Moving past these recent mistakes while pitching Grok as a real alternative to ChatGPT, Claude, and Gemini won't be easy. Enterprise customers tend to avoid AI systems with unpredictable behavior.

Why this matters:

• xAI's $300 subscription shows how expensive premium AI access is becoming, making advanced models a luxury product

• The timing disaster reveals how content moderation failures can overshadow technical achievements in today's AI landscape

❓ Frequently Asked Questions

Q: What is Humanity's Last Exam that Grok 4 scored 25.4% on?

A: It's a challenging test with thousands of questions covering math, science, and humanities. The benchmark measures AI's ability to handle complex, real-world problems across multiple fields. Grok 4's 25.4% beat Google's Gemini (21.6%) and OpenAI's o3 (21%), though all scores remain relatively low.

Q: How does the $300 SuperGrok Heavy subscription compare to other AI pricing?

A: It's the most expensive AI subscription available. ChatGPT Plus costs $20/month, Claude Pro is $20/month, and Gemini Advanced is $20/month. xAI's premium tier costs 15 times more than standard offerings, targeting enterprise users willing to pay for early access.

Q: What's the difference between Grok 4 and Grok 4 Heavy?

A: Grok 4 handles standard tasks like text generation.

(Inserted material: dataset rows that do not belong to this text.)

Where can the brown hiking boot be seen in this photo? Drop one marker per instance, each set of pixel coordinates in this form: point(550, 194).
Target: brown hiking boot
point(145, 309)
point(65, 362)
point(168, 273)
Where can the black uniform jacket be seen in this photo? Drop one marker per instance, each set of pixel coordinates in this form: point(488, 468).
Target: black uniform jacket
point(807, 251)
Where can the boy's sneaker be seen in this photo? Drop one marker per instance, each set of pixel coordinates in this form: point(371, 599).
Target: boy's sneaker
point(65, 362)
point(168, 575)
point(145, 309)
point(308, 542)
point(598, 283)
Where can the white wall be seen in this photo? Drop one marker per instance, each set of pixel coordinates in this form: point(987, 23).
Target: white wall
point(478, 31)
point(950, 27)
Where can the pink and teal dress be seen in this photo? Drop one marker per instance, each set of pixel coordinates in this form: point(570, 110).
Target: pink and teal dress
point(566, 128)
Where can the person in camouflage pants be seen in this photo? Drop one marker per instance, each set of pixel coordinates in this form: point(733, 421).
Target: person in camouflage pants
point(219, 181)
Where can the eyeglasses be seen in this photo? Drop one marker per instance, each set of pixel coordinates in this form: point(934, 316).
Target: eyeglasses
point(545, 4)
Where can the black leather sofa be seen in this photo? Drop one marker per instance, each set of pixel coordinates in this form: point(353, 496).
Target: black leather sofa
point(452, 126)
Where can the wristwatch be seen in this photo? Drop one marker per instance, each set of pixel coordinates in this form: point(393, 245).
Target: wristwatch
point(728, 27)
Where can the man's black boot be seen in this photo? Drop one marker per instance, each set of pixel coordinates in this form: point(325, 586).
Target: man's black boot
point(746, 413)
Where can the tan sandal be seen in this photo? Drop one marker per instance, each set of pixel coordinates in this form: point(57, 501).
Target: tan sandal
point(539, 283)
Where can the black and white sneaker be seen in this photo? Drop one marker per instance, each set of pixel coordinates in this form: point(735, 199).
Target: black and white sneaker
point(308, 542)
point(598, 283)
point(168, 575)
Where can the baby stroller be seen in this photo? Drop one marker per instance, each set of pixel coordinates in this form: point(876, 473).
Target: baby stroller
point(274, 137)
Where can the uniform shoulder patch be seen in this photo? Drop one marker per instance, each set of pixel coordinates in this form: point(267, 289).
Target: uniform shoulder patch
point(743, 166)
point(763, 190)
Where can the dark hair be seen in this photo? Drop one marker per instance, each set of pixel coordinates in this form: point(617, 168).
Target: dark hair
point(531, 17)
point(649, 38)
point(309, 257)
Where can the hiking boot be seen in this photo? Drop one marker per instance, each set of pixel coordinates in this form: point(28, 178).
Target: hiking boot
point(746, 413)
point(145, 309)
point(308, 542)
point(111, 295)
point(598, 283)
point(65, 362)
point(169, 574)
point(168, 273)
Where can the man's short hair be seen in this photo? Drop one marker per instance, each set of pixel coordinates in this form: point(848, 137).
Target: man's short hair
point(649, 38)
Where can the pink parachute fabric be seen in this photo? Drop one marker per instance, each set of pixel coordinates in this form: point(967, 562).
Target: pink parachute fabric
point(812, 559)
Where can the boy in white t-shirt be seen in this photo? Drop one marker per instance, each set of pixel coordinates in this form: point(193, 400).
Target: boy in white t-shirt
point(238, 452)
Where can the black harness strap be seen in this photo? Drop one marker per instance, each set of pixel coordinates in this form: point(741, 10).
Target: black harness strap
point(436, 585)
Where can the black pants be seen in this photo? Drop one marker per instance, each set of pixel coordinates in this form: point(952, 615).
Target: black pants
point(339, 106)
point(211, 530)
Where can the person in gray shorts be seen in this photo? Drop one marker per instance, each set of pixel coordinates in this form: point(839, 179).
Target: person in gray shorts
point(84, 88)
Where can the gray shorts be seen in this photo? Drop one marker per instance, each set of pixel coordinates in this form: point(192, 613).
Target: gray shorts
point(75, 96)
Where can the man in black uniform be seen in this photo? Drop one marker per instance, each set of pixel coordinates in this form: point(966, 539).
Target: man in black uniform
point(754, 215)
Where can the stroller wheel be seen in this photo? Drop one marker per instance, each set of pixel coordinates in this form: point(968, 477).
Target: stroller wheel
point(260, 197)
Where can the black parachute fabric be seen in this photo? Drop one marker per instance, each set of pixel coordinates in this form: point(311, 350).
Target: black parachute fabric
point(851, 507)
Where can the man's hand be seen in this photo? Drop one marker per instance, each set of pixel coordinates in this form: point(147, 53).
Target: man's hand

Grok 4 Heavy is a "multi-agent" version for complex problems requiring multiple reasoning steps. Heavy scored 44.4% on Humanity's Last Exam with tools, nearly double the standard version's 25.4% score.

Q: What exactly did Grok post that caused the antisemitic controversy?

A: Grok's automated X account posted comments praising Hitler and attacking Hollywood's "Jewish executives." The posts spread widely before xAI deleted them. The company also removed guidelines that told Grok not to avoid "politically incorrect" claims.

Q: How does xAI's $1 billion monthly spending compare to competitors?

A: OpenAI reportedly spends around $700 million monthly, while Meta spends $1-2 billion quarterly on AI infrastructure. Google's AI costs are unclear but estimated in billions annually. xAI's burn rate ranks among the highest despite being much smaller.

Q: When will xAI release the promised coding and video features?

A: xAI plans an AI coding model in August, a multi-modal agent in September, and video generation in October. SuperGrok Heavy subscribers get early access before general release. The timeline could change based on development progress.

Q: What does the xAI and X merger actually mean?

A: The March merger combined engineering teams and technology resources. xAI can now better develop Grok using X's data and distribute it directly to X's user base. This gives xAI access to real-time social media data for training.